Transcriptome analysis of a protein-truncating mutation in sortilin-related receptor 1 (sorl1) associated with early-onset familial Alzheimer's disease indicates effects on mitochondrial and ribosome function in young-adult zebrafish brains

The early cellular stresses which eventually lead to Alzheimer's disease (AD) remain poorly understood. This is because we cannot access living, asymptomatic human AD brains for detailed molecular analyses. Sortilin-related receptor 1 (SORL1) encodes a multi-domain receptor protein genetically associated with both rare, early-onset familial AD (EOfAD) and common, sporadic late-onset AD (LOAD). SORL1 has been shown to play a role in the trafficking of the amyloid ß A4 precursor protein (APP) which is cleaved proteolytically to form one of the pathological hallmarks of AD, amyloid ß (Aß) peptide. However, the other functions of SORL1 are less well understood. Here, we employed a reverse genetics approach to characterise the effect of an EOfAD mutation in SORL1 using zebrafish as a model organism.
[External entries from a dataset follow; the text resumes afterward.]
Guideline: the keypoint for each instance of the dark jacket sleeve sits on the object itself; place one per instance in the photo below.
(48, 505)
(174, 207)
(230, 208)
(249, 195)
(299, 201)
We performed targeted mutagenesis to generate an EOfAD-like mutation in the zebrafish orthologue of SORL1, and performed RNA-sequencing on mRNA isolated from a family of fish either heterozygous for the EOfAD-like mutation or their wild type siblings and identified subtle effects on the expression of genes likely indicating changes in mitochondrial and ribosomal function. Overall design: a total of 12 fish were used in this study: 6 wild-type samples and 6 sorl1 W1818*/+ samples (EOfAD-like). These fish arised from the same parents and were raised together in the same tank until 6 months of age.